Entertainment Magazine

Blow Out

Posted on the 23 October 2019 by Christopher Saunders

Blow Out

"Why the fuck does everything have to be a conspiracy?"

Brian De Palma specialized in hyper-stylized pastiches of older movies, with varying degrees of success. After his Hitchcock-inspired Dressed to Kill (1980), he turned to more recent thrillers for inspiration. Blow Out (1981) fulfills its brief as a tense thriller, even if little of it's original.
Sound technician Jack Terry (John Travolta) is recording Foley for a horror movie outside Philadelphia when he witnesses a car crash. The driver is Governor McRyan, a popular presidential candidate; Jack manages to rescue Sally (Nancy Allen), a young woman who appears to be McRyan's mistress.
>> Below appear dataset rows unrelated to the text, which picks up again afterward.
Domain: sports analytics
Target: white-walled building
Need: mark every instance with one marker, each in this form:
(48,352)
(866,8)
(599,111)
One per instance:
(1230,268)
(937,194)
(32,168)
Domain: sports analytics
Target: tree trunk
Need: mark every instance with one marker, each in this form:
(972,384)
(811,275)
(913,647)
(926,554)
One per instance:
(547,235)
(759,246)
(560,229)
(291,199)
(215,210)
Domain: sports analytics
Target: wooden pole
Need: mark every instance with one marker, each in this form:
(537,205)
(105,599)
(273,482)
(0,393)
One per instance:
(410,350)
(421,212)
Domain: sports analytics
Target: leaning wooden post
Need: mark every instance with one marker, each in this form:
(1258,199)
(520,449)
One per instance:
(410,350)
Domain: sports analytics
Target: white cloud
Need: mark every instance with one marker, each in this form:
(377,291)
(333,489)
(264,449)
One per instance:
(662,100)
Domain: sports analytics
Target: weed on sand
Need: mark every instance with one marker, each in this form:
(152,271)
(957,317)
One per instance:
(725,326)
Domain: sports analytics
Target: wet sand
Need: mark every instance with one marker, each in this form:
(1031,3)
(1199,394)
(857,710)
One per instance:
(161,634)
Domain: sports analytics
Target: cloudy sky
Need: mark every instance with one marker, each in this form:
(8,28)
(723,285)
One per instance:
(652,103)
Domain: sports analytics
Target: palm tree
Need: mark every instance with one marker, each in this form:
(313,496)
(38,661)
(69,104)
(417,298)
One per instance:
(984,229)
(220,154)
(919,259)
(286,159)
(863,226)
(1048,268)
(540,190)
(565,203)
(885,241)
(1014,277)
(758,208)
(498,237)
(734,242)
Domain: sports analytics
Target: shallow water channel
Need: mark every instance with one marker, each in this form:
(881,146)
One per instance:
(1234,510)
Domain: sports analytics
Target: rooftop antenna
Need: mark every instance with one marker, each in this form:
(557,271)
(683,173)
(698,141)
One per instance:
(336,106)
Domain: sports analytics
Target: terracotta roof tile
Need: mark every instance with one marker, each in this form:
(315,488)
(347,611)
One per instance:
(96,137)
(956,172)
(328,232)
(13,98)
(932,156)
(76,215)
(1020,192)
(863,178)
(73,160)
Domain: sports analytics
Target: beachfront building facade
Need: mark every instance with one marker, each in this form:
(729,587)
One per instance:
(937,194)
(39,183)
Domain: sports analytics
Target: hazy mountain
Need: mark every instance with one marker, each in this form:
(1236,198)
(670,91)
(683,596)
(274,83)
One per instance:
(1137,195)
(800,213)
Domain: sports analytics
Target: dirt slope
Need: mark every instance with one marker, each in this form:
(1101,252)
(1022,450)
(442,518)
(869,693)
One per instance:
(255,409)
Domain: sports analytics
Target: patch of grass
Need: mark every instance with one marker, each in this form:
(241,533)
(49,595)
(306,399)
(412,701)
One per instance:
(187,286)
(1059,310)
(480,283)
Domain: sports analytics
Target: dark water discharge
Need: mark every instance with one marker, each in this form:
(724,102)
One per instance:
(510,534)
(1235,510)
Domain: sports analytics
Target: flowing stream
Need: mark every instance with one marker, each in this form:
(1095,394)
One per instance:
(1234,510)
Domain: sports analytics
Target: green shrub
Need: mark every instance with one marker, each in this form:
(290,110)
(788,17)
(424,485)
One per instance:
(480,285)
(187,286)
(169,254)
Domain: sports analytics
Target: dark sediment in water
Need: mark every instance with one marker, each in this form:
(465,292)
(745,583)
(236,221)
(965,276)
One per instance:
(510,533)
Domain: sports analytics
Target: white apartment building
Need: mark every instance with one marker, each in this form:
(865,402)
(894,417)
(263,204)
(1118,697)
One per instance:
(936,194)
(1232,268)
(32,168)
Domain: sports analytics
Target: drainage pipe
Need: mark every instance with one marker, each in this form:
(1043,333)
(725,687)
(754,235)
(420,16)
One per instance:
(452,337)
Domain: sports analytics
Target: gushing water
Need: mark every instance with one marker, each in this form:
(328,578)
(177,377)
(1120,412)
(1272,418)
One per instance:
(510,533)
Listening to his recording of the crash, Jack's convinced that it wasn't an accident - that the tire blowing out is preceded by a gunshot. As he pieces together the truth, he and Sally are harassed by police, hounded by reporters and stalked by an assassin (John Lithgow).
De Palma's obvious touchstones are Blow-Up and The Conversation, where the protagonist believes that he unwittingly recorded a murder. But Blow Out feels more like a holdover from the previous decade's conspiracy films, both in its paranoid story and the direction: certainly Vilmos Zsigmond's wide angle, deep focus photography recalls Gordon Willis' work for Alan J. Pakula. De Palma adds a few wrinkles of his own, like long-take murder scenes, split screen dialogues and an extended finale involving a mark wearing a wire reminiscent of Touch of Evil, with a car chase and fireworks thrown in.
At its best, Blow Up mixes thriller dynamics with a curdled commentary about shaping narratives. Jack creates a film strip of the accident using photographs and his own sound recordings, a homemade Zapruder film more compelling than his chintzy slasher flicks. There's a neat twist where the murder is a frame-up gone wrong, thanks to an overzealous operative who starts killing women wholesale. Which doesn't stop the photographer (Dennis Franz) from musing over how to exploit the assassination, or McRyan's aides trying to cover up their boss's peccadilloes. The bleak despair of The Parallax View and its ilk's replaced with Reagan-era cynicism that nothing matters, that everyone's shaping reality into stories that please them.
What's lacking is the measured atmosphere of the best thrillers. Never subtle on his best days, De Palma invariably prefers a sledgehammer to a scalpel. It's not enough that Jack agonizes over a past job that resulted in a colleague's death; we're treated to a long flashback depicting it in detail. The earlier films' musings on voyeurism are replaced with a snide recreation of slasher movies, complete with topless women screwing, showering and masturbating onscreen (since De Palma includes brutal murders and an attempted rape elsewhere, the intended effect's diluted). A crusty detective (John Aquino) helpfully spells out the conspiracy tropes Jack will encounter on his quest, a device too twee to seem clever. And Pino Donanggio's obnoxious score plays at full blast throughout, undercutting tense dialog scenes and set pieces alike.
John Travolta is well-cast here, channeling his boyish self-assurance into a determined hero. Nancy Allen's character never evolves past her first impression as a pleasant but hopeless ditz. John Lithgow channels Gordon Liddy with a staccato accent and abrasive cockiness that's both absurd and menacing. Dennis Franz, John Aquino, Robin Sherwood and Peter Boyden assay key supporting roles.
Blow Out's virtues mostly outweigh its vices. De Palma tells a nifty story with a memorably tart message; it's just a shame that he couldn't restrain his trademark excess.